Corporate Social Responsibility
Overview
Since its formation in 1998 Sportingbet has always sought to exhibit the responsible and ethical practices of a market leader. In its start up period, the Company was conscious of consumer scepticism over the trustworthiness of internet bookmaking, with many operators being not only unknown and unseen but often domiciled abroad. As the Company grew its business, it increasingly confirmed its position as a straight-dealing and dependable leader in this new marketplace.
The Company’s culture was formalised in 2000 in a series of written statements entitled Customer Charter and Code of Conduct. Since then these statements have been available for viewing on the Sportingbet website and continue to illustrate the Company’s social responsibility to its customers, to its shareholders and to the governments of markets in which it operates.
Sportingbet’s market position is in the mass appeal, recreational and low staking sector. The Company’s objective is to provide a ‘protected entertainment environment’ in which its customer care programmes give responsible adults the confidence of knowing that their money is safe, whilst providing the Company with the confidence that all reasonable steps are being taken to protect the vulnerable.
Social Responsibility Committee
The Committee is chaired by Non-Executive Director, Brian Harris, and its other members are Sean O’Connor, Senior Independent Director; Dave Hobday, Group Chief Operating Officer; and the Company’s General Counsel, Daniel Talisman, who also acts as the Committee’s Secretary. The Committee intends to meet at least four times a year and in fact met nine times during the last financial year. The Director of Audit, Internal Control & Compliance, and the Group Head of Human Resources attend its meetings and the Group Chief Executive is appraised of the Committee’s work at least twice in the course of the year. The Committee attends at least two Audit Committee meetings in each financial year.
The Committee is responsible for reviewing the Company’s policies on corporate social responsibility and stimulating Group-wide best practice on matters including age verification, fraud, money laundering, responsible gaming and privacy.
Appropriate recommendations are made to the Company’s Board. Terms of Reference can be viewed on www.sportingbetplc.com and are available in writing on request.
Customers
As a service business, the core of Sportingbet’s policies on social responsibility lie in its approach to its customers. All operational directors and their brand managers are committed to winning and retaining the trust and loyalty of their users.
The guiding principle behind Sportingbet’s policies can be summarised as ‘Know Your Customer’. Procedures to achieve this mean far more than merely collecting documentary evidence of people’s identities.
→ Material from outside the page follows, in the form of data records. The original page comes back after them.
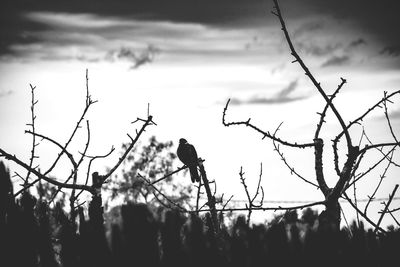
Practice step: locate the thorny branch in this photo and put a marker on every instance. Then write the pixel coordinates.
(264, 134)
(250, 200)
(32, 124)
(386, 207)
(95, 187)
(282, 156)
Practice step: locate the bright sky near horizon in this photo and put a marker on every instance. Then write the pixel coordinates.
(204, 52)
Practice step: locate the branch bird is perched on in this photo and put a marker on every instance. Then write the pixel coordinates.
(188, 155)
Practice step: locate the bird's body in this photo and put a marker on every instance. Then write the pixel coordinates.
(188, 155)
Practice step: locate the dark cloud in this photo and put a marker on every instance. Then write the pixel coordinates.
(377, 17)
(336, 61)
(136, 58)
(315, 49)
(393, 50)
(283, 96)
(358, 42)
(6, 93)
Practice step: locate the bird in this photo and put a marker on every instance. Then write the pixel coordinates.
(188, 155)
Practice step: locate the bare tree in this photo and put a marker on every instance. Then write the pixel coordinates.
(347, 174)
(34, 174)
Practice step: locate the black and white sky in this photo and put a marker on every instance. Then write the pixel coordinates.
(186, 58)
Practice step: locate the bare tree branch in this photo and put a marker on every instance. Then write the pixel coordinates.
(265, 134)
(386, 207)
(310, 76)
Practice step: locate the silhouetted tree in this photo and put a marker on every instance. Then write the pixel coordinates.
(152, 161)
(347, 174)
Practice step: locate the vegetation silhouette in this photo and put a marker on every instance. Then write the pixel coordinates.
(32, 234)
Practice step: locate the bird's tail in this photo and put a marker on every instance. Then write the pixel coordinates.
(194, 174)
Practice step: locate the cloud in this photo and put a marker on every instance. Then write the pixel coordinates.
(393, 50)
(6, 93)
(136, 58)
(312, 48)
(357, 42)
(336, 61)
(283, 96)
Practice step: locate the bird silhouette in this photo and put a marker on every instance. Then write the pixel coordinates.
(188, 155)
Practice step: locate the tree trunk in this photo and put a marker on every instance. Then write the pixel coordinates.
(329, 219)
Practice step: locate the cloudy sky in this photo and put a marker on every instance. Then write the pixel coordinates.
(186, 58)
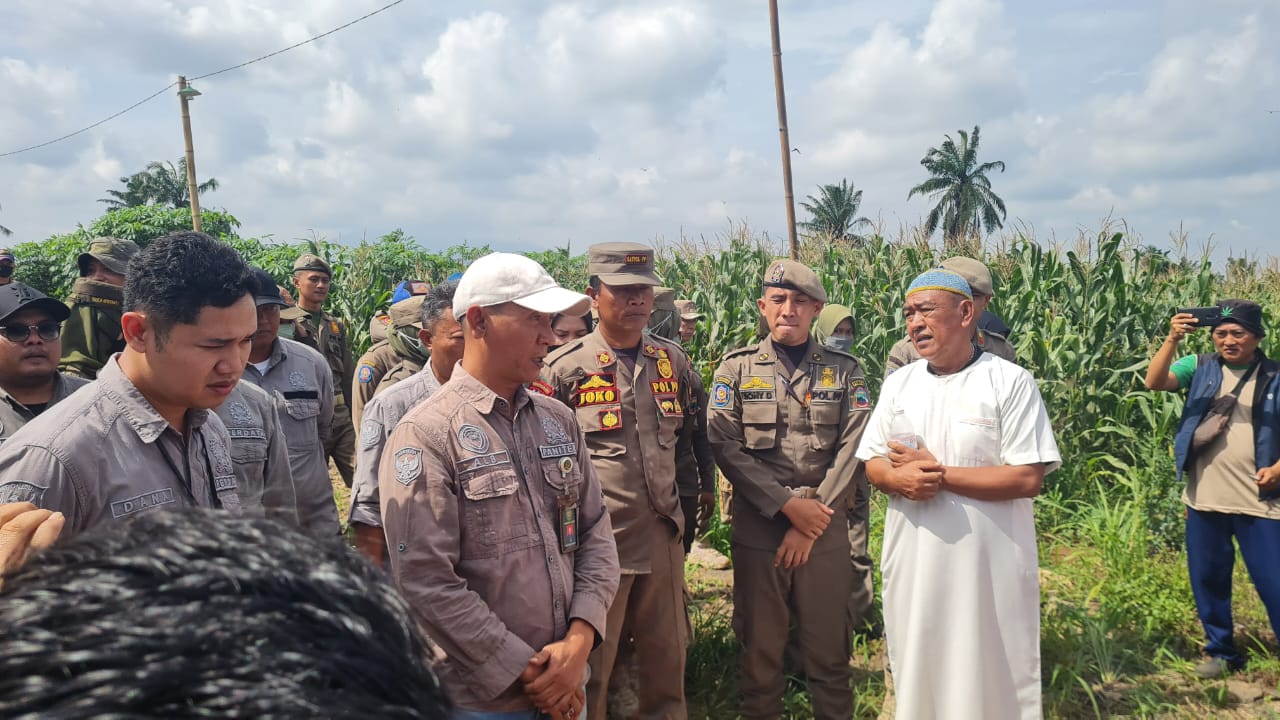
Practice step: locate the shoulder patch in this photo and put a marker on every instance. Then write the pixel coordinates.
(722, 396)
(862, 396)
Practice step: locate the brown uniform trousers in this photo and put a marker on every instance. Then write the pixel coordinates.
(632, 418)
(781, 433)
(329, 337)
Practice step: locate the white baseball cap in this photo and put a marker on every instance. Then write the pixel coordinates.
(506, 277)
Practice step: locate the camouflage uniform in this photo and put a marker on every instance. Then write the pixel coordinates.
(328, 335)
(92, 333)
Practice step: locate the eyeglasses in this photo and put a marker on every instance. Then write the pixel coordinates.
(49, 329)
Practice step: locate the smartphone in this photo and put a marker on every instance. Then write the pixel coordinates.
(1206, 317)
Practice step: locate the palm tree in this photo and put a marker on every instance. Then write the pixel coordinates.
(835, 212)
(161, 183)
(965, 203)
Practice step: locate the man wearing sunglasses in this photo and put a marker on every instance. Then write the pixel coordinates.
(30, 346)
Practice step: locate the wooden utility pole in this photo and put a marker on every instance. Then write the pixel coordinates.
(184, 95)
(785, 137)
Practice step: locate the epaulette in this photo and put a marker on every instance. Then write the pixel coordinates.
(563, 350)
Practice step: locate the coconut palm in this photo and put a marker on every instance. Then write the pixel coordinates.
(835, 212)
(161, 183)
(959, 185)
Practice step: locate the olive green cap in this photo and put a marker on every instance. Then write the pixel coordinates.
(311, 263)
(407, 311)
(973, 272)
(113, 253)
(688, 310)
(621, 263)
(790, 274)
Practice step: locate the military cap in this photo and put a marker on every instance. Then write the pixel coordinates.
(407, 311)
(792, 276)
(18, 296)
(973, 272)
(621, 263)
(688, 310)
(113, 253)
(311, 263)
(664, 299)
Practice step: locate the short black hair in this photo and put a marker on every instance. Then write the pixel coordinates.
(204, 614)
(179, 274)
(437, 302)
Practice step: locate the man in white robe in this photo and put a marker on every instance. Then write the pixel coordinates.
(961, 442)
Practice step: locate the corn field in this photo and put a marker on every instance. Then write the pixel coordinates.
(1086, 318)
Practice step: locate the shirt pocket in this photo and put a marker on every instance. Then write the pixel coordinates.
(760, 424)
(824, 419)
(599, 425)
(301, 424)
(493, 516)
(976, 441)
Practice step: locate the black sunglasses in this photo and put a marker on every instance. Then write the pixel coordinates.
(49, 329)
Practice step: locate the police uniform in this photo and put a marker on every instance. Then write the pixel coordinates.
(327, 333)
(398, 349)
(105, 454)
(782, 433)
(92, 332)
(382, 415)
(632, 415)
(300, 383)
(259, 452)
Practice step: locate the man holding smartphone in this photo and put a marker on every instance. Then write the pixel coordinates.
(1228, 447)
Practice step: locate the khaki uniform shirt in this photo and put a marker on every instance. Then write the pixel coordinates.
(14, 414)
(471, 492)
(92, 332)
(259, 452)
(301, 386)
(325, 333)
(382, 415)
(105, 454)
(632, 419)
(369, 372)
(781, 434)
(904, 352)
(695, 464)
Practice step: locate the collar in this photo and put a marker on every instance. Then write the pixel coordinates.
(478, 395)
(135, 408)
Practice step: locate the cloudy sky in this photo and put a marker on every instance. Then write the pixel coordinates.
(531, 124)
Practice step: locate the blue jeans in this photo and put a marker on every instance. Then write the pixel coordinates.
(1210, 560)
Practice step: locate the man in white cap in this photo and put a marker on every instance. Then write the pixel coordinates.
(494, 519)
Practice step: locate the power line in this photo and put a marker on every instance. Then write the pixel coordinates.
(297, 45)
(156, 94)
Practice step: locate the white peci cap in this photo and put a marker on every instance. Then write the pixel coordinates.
(506, 277)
It is about understanding their individual requirements, appreciating concerns and closely researching their patterns of behaviour.
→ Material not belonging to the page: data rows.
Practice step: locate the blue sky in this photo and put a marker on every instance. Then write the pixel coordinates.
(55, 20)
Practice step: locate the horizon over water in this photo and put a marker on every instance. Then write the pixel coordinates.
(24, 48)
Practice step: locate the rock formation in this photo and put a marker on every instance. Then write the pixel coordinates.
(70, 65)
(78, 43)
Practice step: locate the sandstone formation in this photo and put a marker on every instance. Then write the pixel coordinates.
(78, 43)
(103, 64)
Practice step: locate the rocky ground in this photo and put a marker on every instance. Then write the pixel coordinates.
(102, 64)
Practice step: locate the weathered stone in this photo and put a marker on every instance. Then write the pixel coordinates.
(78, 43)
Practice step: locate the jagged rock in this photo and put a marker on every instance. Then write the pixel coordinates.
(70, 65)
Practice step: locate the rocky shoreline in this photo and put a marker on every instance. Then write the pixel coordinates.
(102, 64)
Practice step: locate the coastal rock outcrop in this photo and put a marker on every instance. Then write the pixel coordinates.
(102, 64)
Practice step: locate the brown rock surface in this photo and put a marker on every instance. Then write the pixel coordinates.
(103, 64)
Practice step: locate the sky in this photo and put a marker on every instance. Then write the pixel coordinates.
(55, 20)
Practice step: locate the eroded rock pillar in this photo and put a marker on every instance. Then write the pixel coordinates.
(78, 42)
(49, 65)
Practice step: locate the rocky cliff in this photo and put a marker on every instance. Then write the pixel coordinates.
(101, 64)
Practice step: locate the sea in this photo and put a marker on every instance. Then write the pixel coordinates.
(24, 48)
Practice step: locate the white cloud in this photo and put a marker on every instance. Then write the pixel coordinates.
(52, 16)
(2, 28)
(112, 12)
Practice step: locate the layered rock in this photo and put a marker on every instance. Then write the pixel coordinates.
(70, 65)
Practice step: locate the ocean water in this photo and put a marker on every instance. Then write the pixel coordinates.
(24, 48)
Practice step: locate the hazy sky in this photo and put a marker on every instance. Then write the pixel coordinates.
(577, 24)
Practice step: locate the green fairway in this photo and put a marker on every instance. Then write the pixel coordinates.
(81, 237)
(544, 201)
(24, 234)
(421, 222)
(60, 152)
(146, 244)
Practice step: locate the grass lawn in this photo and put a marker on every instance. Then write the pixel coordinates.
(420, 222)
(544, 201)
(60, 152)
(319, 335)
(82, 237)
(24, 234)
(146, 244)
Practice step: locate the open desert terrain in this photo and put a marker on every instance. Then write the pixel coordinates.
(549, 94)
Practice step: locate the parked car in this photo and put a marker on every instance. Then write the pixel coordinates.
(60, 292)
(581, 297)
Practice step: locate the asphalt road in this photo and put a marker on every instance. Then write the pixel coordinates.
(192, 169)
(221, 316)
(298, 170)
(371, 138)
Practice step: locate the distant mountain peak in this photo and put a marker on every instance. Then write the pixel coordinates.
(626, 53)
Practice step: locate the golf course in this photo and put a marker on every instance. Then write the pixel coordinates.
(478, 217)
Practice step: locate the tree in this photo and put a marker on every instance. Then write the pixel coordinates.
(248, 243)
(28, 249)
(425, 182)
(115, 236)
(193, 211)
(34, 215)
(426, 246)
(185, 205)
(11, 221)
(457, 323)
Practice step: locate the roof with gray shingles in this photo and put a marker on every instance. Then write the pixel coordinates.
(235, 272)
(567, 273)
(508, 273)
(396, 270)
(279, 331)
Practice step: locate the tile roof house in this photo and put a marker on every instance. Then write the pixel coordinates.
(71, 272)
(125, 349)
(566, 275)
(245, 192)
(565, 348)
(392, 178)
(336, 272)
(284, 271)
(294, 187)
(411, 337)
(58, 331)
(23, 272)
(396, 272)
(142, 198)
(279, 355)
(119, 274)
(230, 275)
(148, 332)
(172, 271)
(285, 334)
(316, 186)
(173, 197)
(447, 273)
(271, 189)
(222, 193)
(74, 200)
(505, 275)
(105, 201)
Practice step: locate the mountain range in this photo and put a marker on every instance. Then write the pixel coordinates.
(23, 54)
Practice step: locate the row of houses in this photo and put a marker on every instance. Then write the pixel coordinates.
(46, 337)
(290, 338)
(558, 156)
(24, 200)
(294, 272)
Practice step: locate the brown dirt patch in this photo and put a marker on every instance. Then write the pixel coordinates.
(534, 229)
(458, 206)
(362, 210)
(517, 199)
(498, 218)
Knowing one’s customers and creating profiles of their activities and preferences leads to targeted and appropriate marketing strategies. This lies at the heart of the Company’s Customer Relationship Management (CRM) policies.
The way different customers spend money and what they spend it on provides an overall understanding of their motivation. Happily, for almost all of the Company’s customers, online gambling is a valued entertainment, and Sportingbet’s products, promotions and culture make their relationship with the Company an enjoyable experience.
It is the remaining tiny minority, however, who may be potential fraudsters, underage gamblers or problem players that result in the need for comprehensive systems and procedures to protect the Company and, often, the customer. Of course, nothing can ever be entirely secure against determined offenders, but the Company commits much time and investment to finding organisational and software driven approaches to excluding the vulnerable and identifying fraud.
With the advent of multi-player environments such as poker, the Company is particularly vigilant about the risk of collusion or irregular fund movements between participants. Systems have been designed to highlight unusual or concerning patterns of play.
Employees
The Board of Sportingbet is of the firm belief that the Company’s continuing success is due to the quality and commitment of its global workforce. The Company’s employee management priorities, including its remuneration strategies, are based on recruiting and retaining the best people in the industry and on encouraging working practices that improve productivity, reduce costs, develop talent and give job satisfaction.
Further, the Board recognises the need for communication with employees at every level. Copies of the Annual Report and Accounts are available to all employees. The Company is committed to developing ongoing communication with all of its employees. This is achieved through a variety of channels to ensure that everyone is informed of the Group’s progress and recognises the key roles that they, as employees, play in Sportingbet’s success. Further, the Group is committed to a policy of equal opportunity in matters relating to employment, training and career development of employees and is opposed to any form of less favourable treatment afforded on the grounds of disability, sex, marital status, nationality, race or religion.
Trade and charitable organisations
The Company recognises the obligation upon the gaming industry to demonstrate its commitment to self-regulation. The Company is supportive of the role that the industry’s trade associations can play in this regard. Sportingbet is an active member of the Remote Gambling Association (RGA).
The Company has signed up to the RGA’s Codes on Social Responsibility and Age Verification, the provisions of which the Committee endorses.
Sportingbet invests considerable time and resources in meeting and influencing the officers and politicians of governments. These governments include those that have not yet regulated their online gambling industries. The Company’s management remains committed to playing its part in promoting the value of legislation that will lead to a regulated approach to the industry, not least as a mechanism for protecting the vulnerable elements of their societies from unscrupulous operators.
The Company also supports organisations that encourage greater education of the social impact of gambling and offers help to users who may be affected by gambling dependency. In the UK it works closely with GamCare and GamAid and supports its activities both financially and with advice.